Guilty pleas from three people have been secured by prosecutors in two related cases in connection with commercial driver’s license test taking schemes in New York.

On Jan. 12, Marie Daniel pleaded guilty after she was indicted, along with ten others, in October 2013 by a federal grand jury in Brooklyn.

Am investigation by the U.S. Transportation Department’s Office of Inspector General, along with other federal and state law enforcement agencies, revealed fraudulent CDL test-taking activities had taken place at five known New York State Department of Motor Vehicles test centers in the New York City area.

Surveillance operations, including the use of remote observation posts and pole-cams, identified the defendants participating in the fraud scheme, including DMV security personnel, an external test-taker, facilitators, "runners", and lookouts, according to the Office of Inspector General.

Conspiring CDL applicants were known to have paid facilitators between $1,800 to $2,500 in return for CDL exam answers and escort assistance through DMV processes. 

The fraud schemes included the use of pencils containing miniaturized encoded test answers, the use of a Bluetooth headset as a communication device to relay CDL test answers, and the use of an external test-taker positioned nearby to take the exams, according to investigators, who identified Marie Daniel as an external test-taker.

There was no information from the Office of Inspector General on Daniel’s sentence nor was there information as to the status of the charges that were filed against the 10 others.

Related to Daniel’s plea are those from the owners and operators of a commercial driving school in Brooklyn.

On Jan. 8, spouses Ying Wai Phillip Ng and Pui Kuen Ng of N&Y Professional Service Line, admitted to fraud in connection with identification documents.

From approximately 2001 to 2012, the Ng’s assisted customers in taking the written New York State commercial driver’s license examination by providing the answers to test takers, according to the Office of Inspector General.

It said many of the driving school’s customers did not speak or write in English, while the school routinely provided certain customers with covert camera equipment prior to taking the CDL exam, which was viewed remotely. This enabled the defendants to provide the test answers to the customers through a pre-arranged pager mechanism. It is estimated that as many as 500 CDL applicants passed the exam as a result of this scheme.

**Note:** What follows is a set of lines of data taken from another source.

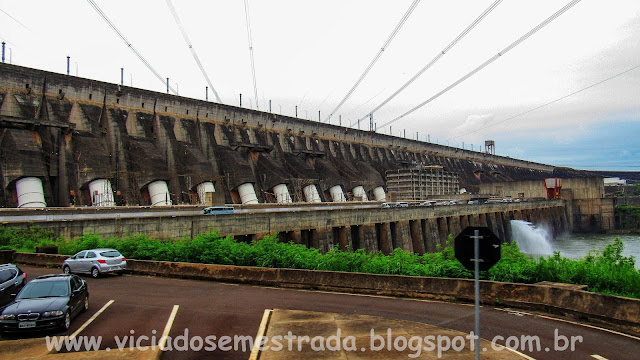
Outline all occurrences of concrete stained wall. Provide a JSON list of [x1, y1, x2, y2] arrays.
[[5, 200, 569, 254], [480, 178, 615, 232], [0, 64, 568, 208]]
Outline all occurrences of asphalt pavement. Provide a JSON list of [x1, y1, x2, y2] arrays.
[[2, 265, 640, 359]]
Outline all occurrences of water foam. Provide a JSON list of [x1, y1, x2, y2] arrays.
[[511, 220, 553, 255]]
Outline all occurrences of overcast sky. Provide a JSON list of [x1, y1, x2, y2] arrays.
[[0, 0, 640, 171]]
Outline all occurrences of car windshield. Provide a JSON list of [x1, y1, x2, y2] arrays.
[[16, 280, 69, 299], [100, 250, 122, 257]]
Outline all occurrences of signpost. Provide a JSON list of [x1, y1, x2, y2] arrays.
[[453, 226, 502, 360]]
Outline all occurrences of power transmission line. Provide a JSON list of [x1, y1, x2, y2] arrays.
[[376, 0, 581, 130], [167, 0, 222, 103], [360, 0, 502, 125], [449, 65, 640, 140], [325, 0, 420, 121], [87, 0, 177, 94], [244, 0, 260, 110]]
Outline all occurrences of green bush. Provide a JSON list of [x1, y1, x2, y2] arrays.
[[0, 227, 640, 298]]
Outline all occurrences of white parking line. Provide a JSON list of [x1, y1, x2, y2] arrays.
[[249, 309, 273, 360], [69, 300, 115, 340], [496, 308, 640, 342], [49, 300, 115, 354], [160, 305, 180, 351], [494, 343, 536, 360]]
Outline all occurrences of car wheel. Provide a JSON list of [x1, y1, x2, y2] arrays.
[[62, 311, 71, 331], [82, 295, 89, 312]]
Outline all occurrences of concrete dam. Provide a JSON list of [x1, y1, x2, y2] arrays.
[[0, 63, 604, 251]]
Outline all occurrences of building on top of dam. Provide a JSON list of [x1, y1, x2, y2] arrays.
[[0, 63, 620, 231]]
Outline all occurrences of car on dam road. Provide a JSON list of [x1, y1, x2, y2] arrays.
[[62, 249, 127, 278], [0, 264, 27, 308], [0, 274, 89, 334], [202, 206, 234, 215]]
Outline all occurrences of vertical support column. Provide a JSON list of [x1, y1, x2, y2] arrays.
[[436, 218, 449, 247], [360, 224, 381, 253], [460, 215, 469, 229], [409, 220, 425, 255], [423, 219, 440, 252], [349, 225, 363, 251], [487, 212, 498, 234], [495, 213, 507, 241], [376, 223, 393, 255], [449, 216, 462, 242], [500, 213, 511, 243], [288, 230, 302, 244], [311, 229, 333, 253], [396, 220, 415, 252], [338, 226, 349, 251]]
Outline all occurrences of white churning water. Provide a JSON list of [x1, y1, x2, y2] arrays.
[[511, 220, 553, 255]]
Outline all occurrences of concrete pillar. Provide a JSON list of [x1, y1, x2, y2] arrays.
[[409, 220, 425, 255], [449, 216, 462, 242], [495, 213, 509, 242], [338, 226, 349, 251], [436, 218, 449, 247], [500, 213, 511, 243], [422, 218, 440, 252], [487, 213, 498, 235], [288, 230, 302, 244], [311, 228, 333, 253], [360, 224, 380, 253], [349, 225, 364, 251], [376, 223, 393, 255], [460, 215, 470, 230], [395, 220, 414, 252]]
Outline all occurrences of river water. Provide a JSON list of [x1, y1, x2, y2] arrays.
[[511, 220, 640, 269]]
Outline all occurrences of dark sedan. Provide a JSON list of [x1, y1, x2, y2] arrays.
[[0, 274, 89, 333], [0, 264, 27, 308]]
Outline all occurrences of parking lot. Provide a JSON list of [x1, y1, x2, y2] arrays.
[[3, 265, 640, 359]]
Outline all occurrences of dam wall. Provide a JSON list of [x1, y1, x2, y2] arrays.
[[0, 63, 560, 208], [6, 200, 569, 254]]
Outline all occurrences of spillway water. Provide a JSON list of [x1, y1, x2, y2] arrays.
[[511, 220, 553, 256]]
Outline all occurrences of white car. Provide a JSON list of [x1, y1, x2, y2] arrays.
[[62, 249, 127, 278]]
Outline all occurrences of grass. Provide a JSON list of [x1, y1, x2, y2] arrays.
[[0, 227, 640, 298]]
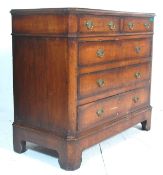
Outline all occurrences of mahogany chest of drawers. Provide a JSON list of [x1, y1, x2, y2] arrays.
[[11, 8, 154, 170]]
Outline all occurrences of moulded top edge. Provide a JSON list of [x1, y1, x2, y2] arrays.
[[10, 8, 155, 17]]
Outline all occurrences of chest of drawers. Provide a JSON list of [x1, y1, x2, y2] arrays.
[[11, 8, 154, 170]]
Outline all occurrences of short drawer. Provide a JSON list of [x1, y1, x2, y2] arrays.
[[78, 87, 149, 130], [78, 62, 150, 99], [79, 38, 151, 66], [79, 15, 120, 33], [123, 17, 154, 32]]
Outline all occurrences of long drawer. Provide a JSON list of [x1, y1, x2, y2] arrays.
[[79, 38, 151, 66], [78, 62, 151, 99], [78, 86, 149, 130], [79, 15, 154, 34]]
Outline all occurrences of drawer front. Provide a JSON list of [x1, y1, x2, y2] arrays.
[[79, 63, 150, 98], [79, 38, 152, 66], [78, 87, 149, 130], [123, 17, 154, 32], [79, 15, 120, 33]]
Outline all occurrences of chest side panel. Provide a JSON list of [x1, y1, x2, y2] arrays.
[[13, 37, 68, 135]]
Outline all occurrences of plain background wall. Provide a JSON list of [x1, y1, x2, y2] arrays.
[[0, 0, 163, 120]]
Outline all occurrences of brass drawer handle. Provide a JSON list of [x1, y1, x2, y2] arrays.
[[96, 49, 105, 58], [96, 108, 104, 117], [128, 22, 135, 30], [144, 23, 151, 29], [108, 21, 116, 30], [85, 21, 94, 30], [135, 46, 141, 53], [132, 96, 139, 103], [135, 72, 141, 79], [96, 79, 105, 87]]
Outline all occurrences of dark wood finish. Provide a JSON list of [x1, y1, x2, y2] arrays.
[[78, 87, 149, 130], [79, 38, 151, 66], [79, 62, 151, 98], [123, 17, 153, 32], [79, 16, 120, 33], [11, 8, 154, 170]]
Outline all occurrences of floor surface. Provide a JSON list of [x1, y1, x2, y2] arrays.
[[0, 109, 163, 175]]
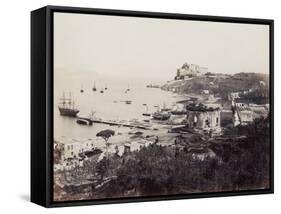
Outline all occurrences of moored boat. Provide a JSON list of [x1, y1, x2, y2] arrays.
[[58, 93, 79, 117]]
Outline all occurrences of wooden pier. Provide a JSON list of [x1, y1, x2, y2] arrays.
[[77, 117, 149, 130]]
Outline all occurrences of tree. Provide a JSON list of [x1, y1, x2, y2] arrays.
[[96, 129, 115, 159]]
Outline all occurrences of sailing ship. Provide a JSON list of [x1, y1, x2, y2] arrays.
[[142, 104, 151, 117], [58, 93, 79, 117]]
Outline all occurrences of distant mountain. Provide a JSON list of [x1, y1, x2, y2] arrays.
[[162, 72, 269, 98]]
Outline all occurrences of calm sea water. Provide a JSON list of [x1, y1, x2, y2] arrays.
[[54, 76, 183, 140]]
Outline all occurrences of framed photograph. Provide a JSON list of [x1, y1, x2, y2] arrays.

As part of their guilty pleas, the Ngs agreed to a forfeiture of $125,000 in cash, forfeited assets of $50,645 in seized bank funds, and a 2004 Toyota Sienna used in the commission of the crime.

In 2012 the couple pleaded guilty to charges of mail fraud conspiracy involving the same scam.

There was no indication from the Office of Inspector as to whether they have been sentenced following the 2012 guilty plea or when they will be sentenced following this latest plea.